Pros: There is no way the server can “surprise” the client by using a misdefined or redefined executor.

Cons: The submitter on the client side must ensure that the server has access to the executor resource. For example, if you require an AWSBatchExecutor in your workflows, then the remote Covalent server must have the proper IAM permissions and policies configured so that it can execute on your electron’s behalf using the AWS Batch service.

Partially Defined Executors#

In this case, some parameter values are omitted from the executor’s constructor. Omitted parameters are inferred from the client-side configuration during workflow construction, which occurs offline. The client does not interact with the dispatcher on the remote server until the workflow is submitted for execution.

import covalent as ct

awsbatch = ct.executor.AWSBatchExecutor(vcpus=2)

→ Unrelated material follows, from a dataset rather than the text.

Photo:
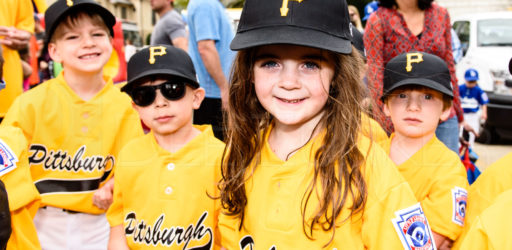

@ct.electron(executor=awsbatch)
def task(*args, **kwargs):
...
return result

From the server’s perspective, this case is the same as the client-side executor: the executor is serialized for transport, and the server receives a fully specified instance. This case is broken out to emphasize that the client configuration can be exploited to “fill in” some of the executor parameters if they don’t change for the particular client.

Environment Hygiene#

By default, Covalent starts a local Dask cluster on which it executes those tasks for which no executor is specified. This cluster by default runs in the same environment as Covalent and shares all the environment’s Python packages.

Client-Side#

Especially when Covalent is running on a server, we recommend that you avoid using DepsPip calls in your workflows. The client-requested pip packages are installed in the same environment as Covalent, potentially leading to unexpected package conflicts and destabilizing the Covalent server.

Server-Side#

When hosting Covalent on a server, we recommend that you start a separate Dask cluster running either on an entirely different machine or in a separate virtual environment on the same machine. That way clients can share a Covalent virtual environment that is unmodified even if the workflows use frequent calls to DepsPip.

Note

When running a separate Dask cluster on server-hosted Covalent, you must modify Covalent’s server side configuration file to reflect the location of the Dask cluster.

LocalExecutor#

We recommend that you avoid using the LocalExecutor except for debugging purposes. Especially on a server, LocalExecutor is non-performant and potentially unstable.

Large Inputs and Outputs#

When submitting workflows to a hosted server, avoid constructing excessively large inputs and outputs for electrons. Remember that you’re sharing a finite pool of memory with other clients.